= Naomi Heaton =

Naomi Heaton is chief executive of UK real estate investment advisory London Central Portfolio Limited. Dubbed "property queen" by the London Evening Standard, Naomi set up one of the first buying agents in the UK and was a pioneer of residential property funds targeting central London's rental sector, including the UK's first sharia-compliant residential fund.

== Early career ==
Naomi Heaton joined advertising agency Leo Burnett after graduating from Oxford University in 1977 with an MA(Hons) in Human Sciences. After moving to Saatchi & Saatchi in 1982 she became a board director in 1984. A further move to Young & Rubicam saw her appointed as main board director from 1985–1986.

== Founding London Central Portfolio and the LCP group of companies ==
Naomi bought her first property—a garden flat in Camden Town—at age 26 and began buying, renovating and selling property on for profit as a hobby while she pursued her advertising career. Feeling that there were no real challenges left for her in advertising, and recognising a gap in the market for assisting investors like herself in the London real estate market, she established London Central Portfolio (LCP) in 1989 to provide a full asset management service including property finding, refurbishment and lettings. She is director and chief executive, as well as holding directorships on further LCP group companies established in 2013–2014 and a number of listed property funds.

== Other activities ==
Naomi is considered a property investment expert and has appeared on international media including BBC Radio 4's Today Programme, BBC Radio 5 Live, Sky News and Reuters. In 2017 she was named as one of London's top 50 CEOs by Citywealth, as London's top buying agent by Spear's, and as one of Debrett's people of today. She regularly speaks at real estate and Islamic finance conferences.

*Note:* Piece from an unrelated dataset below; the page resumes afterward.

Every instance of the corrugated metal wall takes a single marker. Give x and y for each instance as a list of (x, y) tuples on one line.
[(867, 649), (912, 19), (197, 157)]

As of 2018 Naomi lives in London with her husband Jonathan Waxman, professor of oncology at Imperial College and founder and lifetime president of Prostate Cancer UK. Her home, a Nash stucco terrace near Regent's Park, has been featured in the London Evening Standard, Homes & Antiques Magazine, and The London Magazine; her interiors expertise has also appeared in the London Evening Standard.